Уже с конца 1830-х годов он стал позволять себе некоторые отходы в сторону от работы над картиной. До 1848-го (года «перелома») таких отходов у него было немного, но каждый так или иначе подводил его к будущим библейским эскизам.

В 1839–1842 годах он написал несколько акварелей (впервые воспользовавшись этой техникой) на бытовые темы: «Жених, выбирающий кольцо для невесты», «Пение Ave Maria на городской площади», «Октябрьские праздники в Риме», – то есть произведения бытового жанра, к которому всегда относился осуждающе. В данном случае он проявил непоследовательность, но, как известно, жесткая последовательность не всегда хороша и, во всяком случае, не является добродетелью художественных натур. В неожиданном обращении Иванова к жанру могла сказаться и просто потребность дать себе некоторую разрядку, и его любовь к римской уличной жизни, к экспансивной, веселой итальянской толпе; могло здесь быть и влияние Гоголя. Наконец, работая над этими вещами, художник тренировал свою наблюдательность, что отозвалось потом в библейских эскизах, где и житейские мотивы находили место. Но когда Общество поощрения художников предложило Иванову сделать еще несколько жанровых композиций, он решительно отказался, мотивируя опять-таки невозможностью отвлекаться от главной работы.

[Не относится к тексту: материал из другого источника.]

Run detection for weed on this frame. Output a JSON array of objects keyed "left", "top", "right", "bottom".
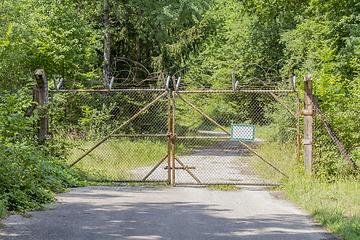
[
  {"left": 283, "top": 170, "right": 360, "bottom": 240},
  {"left": 208, "top": 185, "right": 241, "bottom": 191}
]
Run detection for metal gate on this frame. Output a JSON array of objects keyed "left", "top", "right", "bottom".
[
  {"left": 50, "top": 88, "right": 172, "bottom": 183},
  {"left": 171, "top": 89, "right": 299, "bottom": 185},
  {"left": 51, "top": 85, "right": 298, "bottom": 186}
]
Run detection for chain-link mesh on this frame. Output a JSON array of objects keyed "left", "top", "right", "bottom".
[
  {"left": 173, "top": 90, "right": 298, "bottom": 185},
  {"left": 50, "top": 89, "right": 170, "bottom": 182},
  {"left": 49, "top": 85, "right": 299, "bottom": 185},
  {"left": 313, "top": 110, "right": 359, "bottom": 180}
]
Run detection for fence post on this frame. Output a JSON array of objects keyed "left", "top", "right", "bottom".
[
  {"left": 34, "top": 69, "right": 49, "bottom": 145},
  {"left": 302, "top": 75, "right": 313, "bottom": 172}
]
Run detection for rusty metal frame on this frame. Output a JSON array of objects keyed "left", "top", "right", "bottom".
[
  {"left": 177, "top": 90, "right": 296, "bottom": 94},
  {"left": 52, "top": 85, "right": 299, "bottom": 185},
  {"left": 53, "top": 88, "right": 172, "bottom": 183}
]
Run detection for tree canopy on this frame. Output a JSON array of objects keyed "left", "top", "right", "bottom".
[{"left": 0, "top": 0, "right": 359, "bottom": 96}]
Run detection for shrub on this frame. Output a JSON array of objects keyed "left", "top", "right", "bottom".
[{"left": 0, "top": 89, "right": 85, "bottom": 213}]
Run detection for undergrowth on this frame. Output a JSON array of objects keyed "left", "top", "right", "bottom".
[
  {"left": 0, "top": 89, "right": 86, "bottom": 220},
  {"left": 282, "top": 170, "right": 360, "bottom": 240}
]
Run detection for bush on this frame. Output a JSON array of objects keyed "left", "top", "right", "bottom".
[
  {"left": 0, "top": 200, "right": 6, "bottom": 219},
  {"left": 0, "top": 89, "right": 86, "bottom": 213}
]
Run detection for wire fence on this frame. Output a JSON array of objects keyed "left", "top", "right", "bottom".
[
  {"left": 49, "top": 86, "right": 299, "bottom": 185},
  {"left": 172, "top": 90, "right": 298, "bottom": 185},
  {"left": 48, "top": 61, "right": 347, "bottom": 185},
  {"left": 313, "top": 108, "right": 360, "bottom": 181},
  {"left": 50, "top": 89, "right": 171, "bottom": 182}
]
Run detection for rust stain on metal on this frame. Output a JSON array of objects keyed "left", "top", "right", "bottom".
[{"left": 301, "top": 109, "right": 313, "bottom": 116}]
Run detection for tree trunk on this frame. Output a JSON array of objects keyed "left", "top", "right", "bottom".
[
  {"left": 135, "top": 37, "right": 141, "bottom": 84},
  {"left": 103, "top": 0, "right": 110, "bottom": 89}
]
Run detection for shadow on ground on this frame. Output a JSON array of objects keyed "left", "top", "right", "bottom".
[{"left": 0, "top": 187, "right": 336, "bottom": 240}]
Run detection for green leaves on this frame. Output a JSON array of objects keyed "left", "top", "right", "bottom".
[
  {"left": 0, "top": 89, "right": 37, "bottom": 142},
  {"left": 0, "top": 89, "right": 86, "bottom": 212},
  {"left": 0, "top": 0, "right": 102, "bottom": 92}
]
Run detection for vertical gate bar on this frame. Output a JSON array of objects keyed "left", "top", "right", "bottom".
[
  {"left": 167, "top": 90, "right": 171, "bottom": 184},
  {"left": 172, "top": 90, "right": 176, "bottom": 186}
]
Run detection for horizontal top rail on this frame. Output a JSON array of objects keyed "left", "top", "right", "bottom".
[
  {"left": 111, "top": 134, "right": 169, "bottom": 138},
  {"left": 176, "top": 89, "right": 298, "bottom": 94},
  {"left": 176, "top": 136, "right": 231, "bottom": 139},
  {"left": 51, "top": 88, "right": 167, "bottom": 93}
]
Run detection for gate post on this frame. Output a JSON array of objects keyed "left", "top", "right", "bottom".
[
  {"left": 34, "top": 69, "right": 49, "bottom": 145},
  {"left": 302, "top": 75, "right": 313, "bottom": 172}
]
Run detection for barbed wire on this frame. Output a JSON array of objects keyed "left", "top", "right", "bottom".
[
  {"left": 62, "top": 57, "right": 296, "bottom": 90},
  {"left": 171, "top": 59, "right": 295, "bottom": 90},
  {"left": 110, "top": 57, "right": 163, "bottom": 87}
]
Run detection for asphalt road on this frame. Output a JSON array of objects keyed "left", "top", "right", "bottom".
[{"left": 0, "top": 186, "right": 337, "bottom": 240}]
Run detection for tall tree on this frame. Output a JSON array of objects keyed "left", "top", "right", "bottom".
[{"left": 103, "top": 0, "right": 111, "bottom": 89}]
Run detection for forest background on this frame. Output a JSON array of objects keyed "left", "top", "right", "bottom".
[{"left": 1, "top": 0, "right": 360, "bottom": 239}]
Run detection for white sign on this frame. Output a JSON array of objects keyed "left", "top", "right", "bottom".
[{"left": 231, "top": 124, "right": 255, "bottom": 141}]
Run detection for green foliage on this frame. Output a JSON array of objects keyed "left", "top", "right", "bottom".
[
  {"left": 0, "top": 89, "right": 86, "bottom": 213},
  {"left": 79, "top": 103, "right": 116, "bottom": 139},
  {"left": 0, "top": 200, "right": 6, "bottom": 218},
  {"left": 0, "top": 0, "right": 102, "bottom": 92},
  {"left": 283, "top": 170, "right": 360, "bottom": 240},
  {"left": 207, "top": 185, "right": 241, "bottom": 191},
  {"left": 0, "top": 89, "right": 38, "bottom": 141}
]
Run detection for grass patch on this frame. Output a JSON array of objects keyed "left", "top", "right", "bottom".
[
  {"left": 207, "top": 185, "right": 241, "bottom": 191},
  {"left": 66, "top": 137, "right": 169, "bottom": 180},
  {"left": 283, "top": 171, "right": 360, "bottom": 240},
  {"left": 237, "top": 125, "right": 297, "bottom": 183},
  {"left": 122, "top": 182, "right": 170, "bottom": 187}
]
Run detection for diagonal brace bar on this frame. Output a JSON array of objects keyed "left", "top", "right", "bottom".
[
  {"left": 269, "top": 92, "right": 297, "bottom": 120},
  {"left": 175, "top": 157, "right": 201, "bottom": 183},
  {"left": 70, "top": 91, "right": 167, "bottom": 167},
  {"left": 142, "top": 154, "right": 168, "bottom": 181},
  {"left": 175, "top": 92, "right": 287, "bottom": 178}
]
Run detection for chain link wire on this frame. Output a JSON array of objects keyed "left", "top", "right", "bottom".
[
  {"left": 173, "top": 91, "right": 298, "bottom": 185},
  {"left": 49, "top": 82, "right": 298, "bottom": 184},
  {"left": 50, "top": 89, "right": 170, "bottom": 182},
  {"left": 313, "top": 111, "right": 359, "bottom": 180}
]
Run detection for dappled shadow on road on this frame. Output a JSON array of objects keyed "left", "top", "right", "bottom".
[{"left": 0, "top": 187, "right": 334, "bottom": 240}]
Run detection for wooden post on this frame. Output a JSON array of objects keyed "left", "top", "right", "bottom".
[
  {"left": 34, "top": 69, "right": 49, "bottom": 145},
  {"left": 302, "top": 75, "right": 313, "bottom": 172}
]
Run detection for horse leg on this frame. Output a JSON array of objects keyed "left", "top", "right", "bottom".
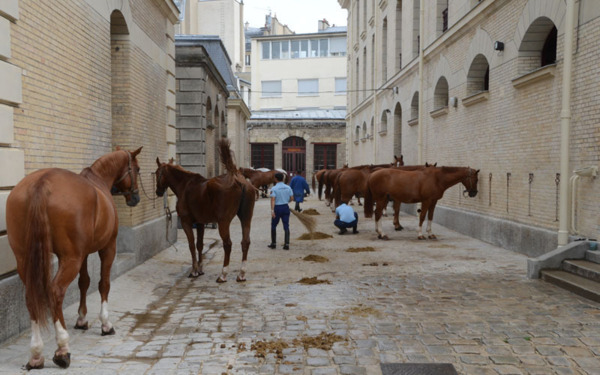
[
  {"left": 417, "top": 202, "right": 430, "bottom": 240},
  {"left": 50, "top": 256, "right": 83, "bottom": 369},
  {"left": 427, "top": 201, "right": 438, "bottom": 239},
  {"left": 374, "top": 199, "right": 389, "bottom": 240},
  {"left": 357, "top": 195, "right": 362, "bottom": 206},
  {"left": 237, "top": 219, "right": 252, "bottom": 282},
  {"left": 98, "top": 246, "right": 116, "bottom": 336},
  {"left": 216, "top": 223, "right": 233, "bottom": 283},
  {"left": 393, "top": 200, "right": 403, "bottom": 231},
  {"left": 26, "top": 321, "right": 45, "bottom": 370},
  {"left": 182, "top": 221, "right": 201, "bottom": 278},
  {"left": 74, "top": 255, "right": 90, "bottom": 330},
  {"left": 195, "top": 225, "right": 206, "bottom": 276}
]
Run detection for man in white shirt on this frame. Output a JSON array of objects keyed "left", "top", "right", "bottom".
[{"left": 334, "top": 201, "right": 359, "bottom": 235}]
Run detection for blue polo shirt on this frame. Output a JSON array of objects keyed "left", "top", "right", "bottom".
[
  {"left": 270, "top": 182, "right": 293, "bottom": 205},
  {"left": 335, "top": 203, "right": 356, "bottom": 223}
]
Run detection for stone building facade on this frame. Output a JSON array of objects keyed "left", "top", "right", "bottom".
[
  {"left": 0, "top": 0, "right": 179, "bottom": 342},
  {"left": 340, "top": 0, "right": 600, "bottom": 256},
  {"left": 248, "top": 26, "right": 348, "bottom": 182}
]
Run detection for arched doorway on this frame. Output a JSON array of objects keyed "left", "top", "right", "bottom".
[{"left": 282, "top": 136, "right": 306, "bottom": 176}]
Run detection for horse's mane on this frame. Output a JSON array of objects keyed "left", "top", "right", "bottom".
[{"left": 440, "top": 166, "right": 468, "bottom": 173}]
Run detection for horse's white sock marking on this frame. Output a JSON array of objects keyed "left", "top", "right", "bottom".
[
  {"left": 54, "top": 321, "right": 70, "bottom": 352},
  {"left": 30, "top": 321, "right": 44, "bottom": 358},
  {"left": 426, "top": 220, "right": 432, "bottom": 234},
  {"left": 240, "top": 261, "right": 247, "bottom": 274},
  {"left": 99, "top": 301, "right": 112, "bottom": 331},
  {"left": 418, "top": 225, "right": 423, "bottom": 237},
  {"left": 376, "top": 219, "right": 385, "bottom": 238}
]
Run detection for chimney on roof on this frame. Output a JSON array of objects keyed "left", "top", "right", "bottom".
[{"left": 318, "top": 18, "right": 330, "bottom": 31}]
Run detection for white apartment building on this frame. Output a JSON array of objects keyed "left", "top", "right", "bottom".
[
  {"left": 340, "top": 0, "right": 600, "bottom": 258},
  {"left": 248, "top": 24, "right": 348, "bottom": 181}
]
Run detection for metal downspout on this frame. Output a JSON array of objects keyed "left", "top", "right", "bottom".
[
  {"left": 558, "top": 0, "right": 577, "bottom": 246},
  {"left": 417, "top": 0, "right": 425, "bottom": 165}
]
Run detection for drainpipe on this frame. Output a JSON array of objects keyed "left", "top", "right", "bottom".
[
  {"left": 417, "top": 0, "right": 425, "bottom": 165},
  {"left": 558, "top": 0, "right": 577, "bottom": 246}
]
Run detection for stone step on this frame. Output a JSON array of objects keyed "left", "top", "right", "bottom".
[
  {"left": 562, "top": 259, "right": 600, "bottom": 282},
  {"left": 586, "top": 250, "right": 600, "bottom": 264},
  {"left": 541, "top": 269, "right": 600, "bottom": 303}
]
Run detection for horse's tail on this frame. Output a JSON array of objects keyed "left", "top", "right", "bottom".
[
  {"left": 219, "top": 138, "right": 238, "bottom": 176},
  {"left": 317, "top": 172, "right": 325, "bottom": 201},
  {"left": 364, "top": 180, "right": 374, "bottom": 218},
  {"left": 334, "top": 173, "right": 342, "bottom": 207},
  {"left": 24, "top": 179, "right": 54, "bottom": 328},
  {"left": 311, "top": 173, "right": 316, "bottom": 192}
]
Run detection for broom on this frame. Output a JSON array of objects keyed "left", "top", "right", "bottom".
[{"left": 290, "top": 209, "right": 317, "bottom": 236}]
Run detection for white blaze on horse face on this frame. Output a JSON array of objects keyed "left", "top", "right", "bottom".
[
  {"left": 99, "top": 301, "right": 112, "bottom": 331},
  {"left": 54, "top": 320, "right": 70, "bottom": 352},
  {"left": 30, "top": 321, "right": 44, "bottom": 358}
]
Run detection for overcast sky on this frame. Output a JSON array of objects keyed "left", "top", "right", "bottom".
[{"left": 244, "top": 0, "right": 348, "bottom": 34}]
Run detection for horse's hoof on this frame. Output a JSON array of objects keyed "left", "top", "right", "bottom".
[
  {"left": 428, "top": 234, "right": 437, "bottom": 240},
  {"left": 418, "top": 236, "right": 426, "bottom": 240},
  {"left": 101, "top": 327, "right": 115, "bottom": 336},
  {"left": 188, "top": 271, "right": 204, "bottom": 278},
  {"left": 74, "top": 321, "right": 89, "bottom": 330},
  {"left": 216, "top": 276, "right": 227, "bottom": 283},
  {"left": 52, "top": 353, "right": 71, "bottom": 369},
  {"left": 394, "top": 226, "right": 404, "bottom": 231},
  {"left": 236, "top": 275, "right": 246, "bottom": 282},
  {"left": 378, "top": 234, "right": 389, "bottom": 240},
  {"left": 25, "top": 358, "right": 44, "bottom": 370}
]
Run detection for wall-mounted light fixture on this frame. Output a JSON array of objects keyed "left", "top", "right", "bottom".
[
  {"left": 494, "top": 41, "right": 504, "bottom": 51},
  {"left": 449, "top": 97, "right": 458, "bottom": 108}
]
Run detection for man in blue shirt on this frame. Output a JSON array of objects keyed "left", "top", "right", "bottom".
[
  {"left": 289, "top": 170, "right": 310, "bottom": 212},
  {"left": 269, "top": 173, "right": 294, "bottom": 250},
  {"left": 334, "top": 201, "right": 359, "bottom": 235}
]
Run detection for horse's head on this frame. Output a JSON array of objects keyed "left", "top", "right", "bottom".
[
  {"left": 462, "top": 168, "right": 480, "bottom": 198},
  {"left": 155, "top": 157, "right": 170, "bottom": 197},
  {"left": 393, "top": 155, "right": 404, "bottom": 167},
  {"left": 111, "top": 147, "right": 142, "bottom": 207}
]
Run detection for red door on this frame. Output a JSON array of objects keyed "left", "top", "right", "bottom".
[{"left": 282, "top": 137, "right": 306, "bottom": 176}]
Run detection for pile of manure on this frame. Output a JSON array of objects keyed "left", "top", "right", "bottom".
[
  {"left": 248, "top": 332, "right": 346, "bottom": 360},
  {"left": 345, "top": 246, "right": 376, "bottom": 252},
  {"left": 297, "top": 276, "right": 331, "bottom": 285},
  {"left": 297, "top": 232, "right": 333, "bottom": 240},
  {"left": 303, "top": 254, "right": 329, "bottom": 263}
]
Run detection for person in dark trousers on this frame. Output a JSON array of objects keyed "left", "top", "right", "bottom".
[
  {"left": 334, "top": 201, "right": 359, "bottom": 234},
  {"left": 268, "top": 172, "right": 294, "bottom": 250},
  {"left": 289, "top": 170, "right": 310, "bottom": 212}
]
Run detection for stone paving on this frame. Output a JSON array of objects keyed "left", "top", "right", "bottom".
[{"left": 1, "top": 196, "right": 600, "bottom": 374}]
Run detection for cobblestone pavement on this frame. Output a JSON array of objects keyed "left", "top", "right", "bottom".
[{"left": 1, "top": 196, "right": 600, "bottom": 375}]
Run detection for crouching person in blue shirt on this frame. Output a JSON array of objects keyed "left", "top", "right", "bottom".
[
  {"left": 269, "top": 173, "right": 294, "bottom": 250},
  {"left": 334, "top": 201, "right": 359, "bottom": 235}
]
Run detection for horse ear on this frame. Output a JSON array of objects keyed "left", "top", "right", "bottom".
[
  {"left": 156, "top": 157, "right": 161, "bottom": 167},
  {"left": 476, "top": 169, "right": 480, "bottom": 174},
  {"left": 131, "top": 146, "right": 142, "bottom": 157},
  {"left": 168, "top": 158, "right": 175, "bottom": 164},
  {"left": 116, "top": 145, "right": 121, "bottom": 151}
]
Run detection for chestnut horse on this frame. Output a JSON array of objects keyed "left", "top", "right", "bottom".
[
  {"left": 364, "top": 166, "right": 479, "bottom": 240},
  {"left": 156, "top": 139, "right": 255, "bottom": 283},
  {"left": 6, "top": 147, "right": 142, "bottom": 370},
  {"left": 240, "top": 167, "right": 287, "bottom": 199}
]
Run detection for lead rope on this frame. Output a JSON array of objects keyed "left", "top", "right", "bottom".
[{"left": 138, "top": 171, "right": 178, "bottom": 250}]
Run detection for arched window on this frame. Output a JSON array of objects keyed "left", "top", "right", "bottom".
[
  {"left": 362, "top": 122, "right": 367, "bottom": 140},
  {"left": 393, "top": 103, "right": 402, "bottom": 156},
  {"left": 433, "top": 77, "right": 449, "bottom": 110},
  {"left": 437, "top": 0, "right": 449, "bottom": 36},
  {"left": 467, "top": 54, "right": 490, "bottom": 96},
  {"left": 380, "top": 110, "right": 389, "bottom": 133},
  {"left": 410, "top": 92, "right": 419, "bottom": 122},
  {"left": 518, "top": 17, "right": 557, "bottom": 75}
]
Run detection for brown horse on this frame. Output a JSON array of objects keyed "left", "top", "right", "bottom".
[
  {"left": 6, "top": 147, "right": 142, "bottom": 370},
  {"left": 240, "top": 167, "right": 287, "bottom": 199},
  {"left": 364, "top": 166, "right": 479, "bottom": 240},
  {"left": 156, "top": 139, "right": 255, "bottom": 283}
]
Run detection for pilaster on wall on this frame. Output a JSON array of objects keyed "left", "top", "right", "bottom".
[
  {"left": 0, "top": 0, "right": 22, "bottom": 277},
  {"left": 166, "top": 21, "right": 177, "bottom": 211}
]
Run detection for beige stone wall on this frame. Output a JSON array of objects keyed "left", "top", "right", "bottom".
[
  {"left": 0, "top": 0, "right": 178, "bottom": 275},
  {"left": 247, "top": 121, "right": 346, "bottom": 183},
  {"left": 343, "top": 0, "right": 600, "bottom": 246}
]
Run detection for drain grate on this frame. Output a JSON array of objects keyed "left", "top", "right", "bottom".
[{"left": 381, "top": 363, "right": 458, "bottom": 375}]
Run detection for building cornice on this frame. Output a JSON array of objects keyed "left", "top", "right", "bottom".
[{"left": 151, "top": 0, "right": 180, "bottom": 24}]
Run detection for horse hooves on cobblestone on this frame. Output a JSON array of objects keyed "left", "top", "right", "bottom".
[
  {"left": 377, "top": 234, "right": 389, "bottom": 240},
  {"left": 188, "top": 271, "right": 204, "bottom": 278},
  {"left": 74, "top": 322, "right": 89, "bottom": 330},
  {"left": 394, "top": 226, "right": 404, "bottom": 231},
  {"left": 52, "top": 353, "right": 70, "bottom": 369},
  {"left": 236, "top": 276, "right": 246, "bottom": 282},
  {"left": 25, "top": 359, "right": 44, "bottom": 371},
  {"left": 418, "top": 235, "right": 426, "bottom": 240},
  {"left": 428, "top": 234, "right": 437, "bottom": 240},
  {"left": 101, "top": 327, "right": 115, "bottom": 336},
  {"left": 216, "top": 276, "right": 227, "bottom": 283}
]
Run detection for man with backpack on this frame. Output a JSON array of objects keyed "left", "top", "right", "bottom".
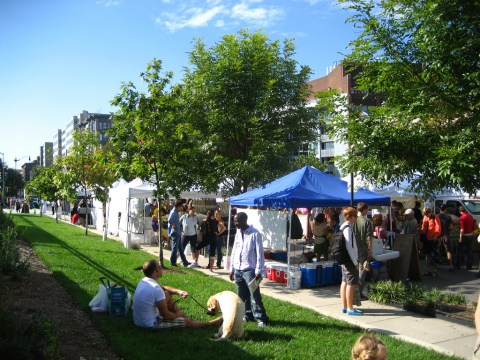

Еще раз он отвлекался в 1845 году, также на дело для него необычное – создание запрестольного образа «Воскресение» для храма Христа Спасителя, возводимого в Москве по проекту К. Тона.

В XIX веке многие светские живописцы писали образа для церквей, отец Александра Иванова после увольнения из академии зарабатывал этим на жизнь. Писали образа в академической манере, не имеющей ничего общего с древнерусской традицией. Александр Иванов к академической «иконостасной» живописи относился резко отрицательно, а старинной иконописи, как и все его современники, почти не знал, кроме поздних икон XVIII века. Но убранство храма Христа Спасителя предполагалось «в византийском вкусе», и это настолько заинтересовало художника (он видел в Италии византийские памятники), что он по собственному почину, не дожидаясь официального заказа, начал работать над эскизами «Воскресения», со свойственной ему основательностью добираясь до исторических корней – до «прадедной символики церковной». Он просил отца и своих друзей из числа славянофилов присылать ему иконные прориси и книги об иконописании. Славянофилы так же мало знали о русской иконе, как и западники, а отец не одобрил намерения Александра, считая, что придерживаться старого иконного стиля – значит потакать необразованности народного вкуса.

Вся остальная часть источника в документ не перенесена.